I had a wry chuckle on noticing the form of the url’s that Google is using in its magazine service. They are something like this: (http) //books.google.com/books?id=Ok8XtrhowscC which is more or less gobbledeygook because it doesnt need to be anything else. But the chuckle was over the way that Google give magazines a ‘book’ id…. Our system is not too dissimilar and having worked from ‘magazines’ towards books, we were until a week ago putting a ‘magazine’ moniker in the url for the books. We must have had a thorough parse and replace, spring-clean, of all our code, because we now label book pages and magazine pages in a neutral style. This is a small ‘presentational’ issue, nothing really hangs on the fact that a ‘magazine’ url looks a bit odd with book id’s in it, or vice versa, but I will not be surprised to see Google evolve their nomenclature, both in the code and in the way they characterise the service. Perhaps, when they have a good archive of newspapers and magazines, they will change the name back to Google Print?

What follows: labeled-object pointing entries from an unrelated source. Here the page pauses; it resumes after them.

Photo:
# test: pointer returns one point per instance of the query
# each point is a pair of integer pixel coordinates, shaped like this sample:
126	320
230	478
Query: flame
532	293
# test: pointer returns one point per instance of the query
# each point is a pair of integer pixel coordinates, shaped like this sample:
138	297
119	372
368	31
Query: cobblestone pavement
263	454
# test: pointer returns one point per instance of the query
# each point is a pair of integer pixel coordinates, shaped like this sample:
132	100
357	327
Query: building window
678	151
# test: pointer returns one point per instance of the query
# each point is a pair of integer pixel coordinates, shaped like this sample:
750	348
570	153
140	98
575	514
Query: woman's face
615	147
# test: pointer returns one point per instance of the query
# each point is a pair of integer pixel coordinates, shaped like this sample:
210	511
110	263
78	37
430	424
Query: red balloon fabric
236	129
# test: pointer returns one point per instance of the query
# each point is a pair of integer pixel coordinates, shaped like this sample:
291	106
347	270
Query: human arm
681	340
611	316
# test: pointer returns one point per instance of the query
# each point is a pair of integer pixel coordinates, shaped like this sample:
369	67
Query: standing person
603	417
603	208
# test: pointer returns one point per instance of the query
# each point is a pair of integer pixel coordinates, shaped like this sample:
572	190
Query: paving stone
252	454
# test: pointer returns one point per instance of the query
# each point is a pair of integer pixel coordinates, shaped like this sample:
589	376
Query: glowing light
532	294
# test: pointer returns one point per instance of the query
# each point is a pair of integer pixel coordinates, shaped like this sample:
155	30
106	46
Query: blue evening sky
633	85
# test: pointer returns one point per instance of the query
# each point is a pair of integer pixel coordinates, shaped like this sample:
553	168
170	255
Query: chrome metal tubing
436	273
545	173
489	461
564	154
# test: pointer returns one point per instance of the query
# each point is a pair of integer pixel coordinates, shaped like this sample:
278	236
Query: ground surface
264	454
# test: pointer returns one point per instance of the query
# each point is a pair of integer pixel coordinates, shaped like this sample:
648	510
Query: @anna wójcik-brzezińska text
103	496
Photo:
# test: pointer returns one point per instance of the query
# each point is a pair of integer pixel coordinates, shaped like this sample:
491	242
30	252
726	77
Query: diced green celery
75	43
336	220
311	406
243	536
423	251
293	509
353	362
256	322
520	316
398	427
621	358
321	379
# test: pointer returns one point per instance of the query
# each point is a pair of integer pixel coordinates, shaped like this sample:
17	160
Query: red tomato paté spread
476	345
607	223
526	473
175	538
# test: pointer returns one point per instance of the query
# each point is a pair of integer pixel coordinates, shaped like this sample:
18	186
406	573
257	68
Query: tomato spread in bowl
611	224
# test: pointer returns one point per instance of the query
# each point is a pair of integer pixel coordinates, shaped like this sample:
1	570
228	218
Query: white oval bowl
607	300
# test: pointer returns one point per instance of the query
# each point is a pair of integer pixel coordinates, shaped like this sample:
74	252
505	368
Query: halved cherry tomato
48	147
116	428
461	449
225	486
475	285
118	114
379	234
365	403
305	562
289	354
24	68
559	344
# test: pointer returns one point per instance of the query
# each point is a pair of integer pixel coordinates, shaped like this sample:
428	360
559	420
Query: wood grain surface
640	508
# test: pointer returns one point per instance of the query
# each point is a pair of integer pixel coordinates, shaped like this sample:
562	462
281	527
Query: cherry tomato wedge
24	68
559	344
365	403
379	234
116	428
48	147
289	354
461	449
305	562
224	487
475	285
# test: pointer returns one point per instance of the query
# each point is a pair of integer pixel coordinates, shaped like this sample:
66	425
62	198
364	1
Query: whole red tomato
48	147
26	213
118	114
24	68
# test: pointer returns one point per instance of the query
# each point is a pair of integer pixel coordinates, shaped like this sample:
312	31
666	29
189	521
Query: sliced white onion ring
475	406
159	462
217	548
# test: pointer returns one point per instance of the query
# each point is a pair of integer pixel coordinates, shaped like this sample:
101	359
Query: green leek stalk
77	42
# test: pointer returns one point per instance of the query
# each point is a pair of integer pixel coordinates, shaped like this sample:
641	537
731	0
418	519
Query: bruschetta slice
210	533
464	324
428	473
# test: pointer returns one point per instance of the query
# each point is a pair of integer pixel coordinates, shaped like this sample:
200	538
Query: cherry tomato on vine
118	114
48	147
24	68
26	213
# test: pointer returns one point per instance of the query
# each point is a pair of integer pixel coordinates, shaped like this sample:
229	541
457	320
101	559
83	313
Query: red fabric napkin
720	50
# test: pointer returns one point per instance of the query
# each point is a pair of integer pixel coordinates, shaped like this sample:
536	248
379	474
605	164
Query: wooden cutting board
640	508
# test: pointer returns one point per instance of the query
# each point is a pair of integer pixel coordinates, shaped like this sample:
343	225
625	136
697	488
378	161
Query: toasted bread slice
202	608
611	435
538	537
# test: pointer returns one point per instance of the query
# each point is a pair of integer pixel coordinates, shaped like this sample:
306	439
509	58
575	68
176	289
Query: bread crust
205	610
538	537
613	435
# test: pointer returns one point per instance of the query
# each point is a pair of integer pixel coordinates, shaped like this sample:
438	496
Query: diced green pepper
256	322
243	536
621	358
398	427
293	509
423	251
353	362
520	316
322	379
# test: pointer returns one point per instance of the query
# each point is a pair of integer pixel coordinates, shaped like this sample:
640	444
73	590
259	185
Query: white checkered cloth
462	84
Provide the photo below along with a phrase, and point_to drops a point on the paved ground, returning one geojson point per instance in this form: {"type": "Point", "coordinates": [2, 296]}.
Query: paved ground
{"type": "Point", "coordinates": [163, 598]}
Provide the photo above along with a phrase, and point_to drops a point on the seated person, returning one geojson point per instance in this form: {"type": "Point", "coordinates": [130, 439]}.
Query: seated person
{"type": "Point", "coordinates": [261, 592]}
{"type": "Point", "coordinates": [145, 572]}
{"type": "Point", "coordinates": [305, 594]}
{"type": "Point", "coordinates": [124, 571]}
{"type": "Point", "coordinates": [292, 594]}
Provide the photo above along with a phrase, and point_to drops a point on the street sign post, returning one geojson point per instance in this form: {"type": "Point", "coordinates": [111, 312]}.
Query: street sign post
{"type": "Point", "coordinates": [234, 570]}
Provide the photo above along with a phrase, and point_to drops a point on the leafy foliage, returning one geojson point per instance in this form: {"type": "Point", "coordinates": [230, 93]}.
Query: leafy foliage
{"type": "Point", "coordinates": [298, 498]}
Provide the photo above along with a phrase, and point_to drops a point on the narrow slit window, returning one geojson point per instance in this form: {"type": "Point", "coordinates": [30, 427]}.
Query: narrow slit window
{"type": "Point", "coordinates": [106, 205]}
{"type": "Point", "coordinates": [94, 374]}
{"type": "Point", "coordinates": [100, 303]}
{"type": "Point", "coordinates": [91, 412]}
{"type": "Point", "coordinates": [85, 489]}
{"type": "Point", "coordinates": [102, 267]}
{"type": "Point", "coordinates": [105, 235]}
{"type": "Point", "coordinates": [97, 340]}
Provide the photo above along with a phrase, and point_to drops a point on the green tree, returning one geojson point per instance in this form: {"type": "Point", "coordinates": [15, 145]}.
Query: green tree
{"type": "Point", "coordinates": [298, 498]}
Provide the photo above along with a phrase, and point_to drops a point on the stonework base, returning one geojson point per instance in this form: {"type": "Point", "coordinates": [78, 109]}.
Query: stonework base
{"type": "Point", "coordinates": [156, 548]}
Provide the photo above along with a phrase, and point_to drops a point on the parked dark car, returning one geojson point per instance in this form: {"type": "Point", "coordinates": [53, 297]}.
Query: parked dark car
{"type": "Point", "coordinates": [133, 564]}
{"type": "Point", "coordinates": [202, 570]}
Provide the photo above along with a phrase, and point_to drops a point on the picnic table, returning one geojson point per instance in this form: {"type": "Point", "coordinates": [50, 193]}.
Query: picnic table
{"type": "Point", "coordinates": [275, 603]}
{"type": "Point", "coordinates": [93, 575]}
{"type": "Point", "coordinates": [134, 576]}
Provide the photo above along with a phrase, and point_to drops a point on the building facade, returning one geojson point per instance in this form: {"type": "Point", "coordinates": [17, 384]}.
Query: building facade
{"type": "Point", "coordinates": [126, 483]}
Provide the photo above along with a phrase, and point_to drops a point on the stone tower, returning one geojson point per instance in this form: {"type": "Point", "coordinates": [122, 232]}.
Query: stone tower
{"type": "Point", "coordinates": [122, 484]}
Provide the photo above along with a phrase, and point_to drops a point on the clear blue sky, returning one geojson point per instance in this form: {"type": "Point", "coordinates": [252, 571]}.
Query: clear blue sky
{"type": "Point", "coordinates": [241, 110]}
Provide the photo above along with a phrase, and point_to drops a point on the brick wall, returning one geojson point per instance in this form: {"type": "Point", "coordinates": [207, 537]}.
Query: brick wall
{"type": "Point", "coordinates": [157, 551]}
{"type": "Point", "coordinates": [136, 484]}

Since the Exact Editions architecture and our method of presenting books and magazines is very similar to Google’s in Google Book Search, some people ask us whether we are worried by having a model and a business proposition that could be ‘blown out of the water’ by GBS. Maybe we should be more worried than we are, but here are some of the reasons why not:
- Any web-based business could be blown out of the water by Google. Being Google-incompatible is not a good choice. Having a completely contrary model for book/magazine representation to Google is a far worse place to be in at the moment.
- Google is not going to be a monopoly distribution route for books, magazines and other titles, because its not too difficult to distribute digital books in that way. Its just hard to do it well. Google Book Search will certainly not be the only distribution game in town.
- Google is not going to be a preferred commercial distribution partner for many publishers because their commercial terms are quite stiff: 37% is a significant margin chunk to allocate to a distribution partner. Premium content will often not want to go that way
- Google is going to be used by everybody. Google Book Search should be used by everybody, that does not mean that publishers will not want to control their own markets and manage their own quality of service. Alternative distribution is an ‘and’ choice, not an exclusive ‘or’. Google will accept that, and Google would be, should be, very worried at the prospect of becoming an exclusive or sole distribution resource for digital content.
There are a few more reasons for not being too worried about Google competition, which is a fact of life but not a death-ray, but those are enough to be getting along with.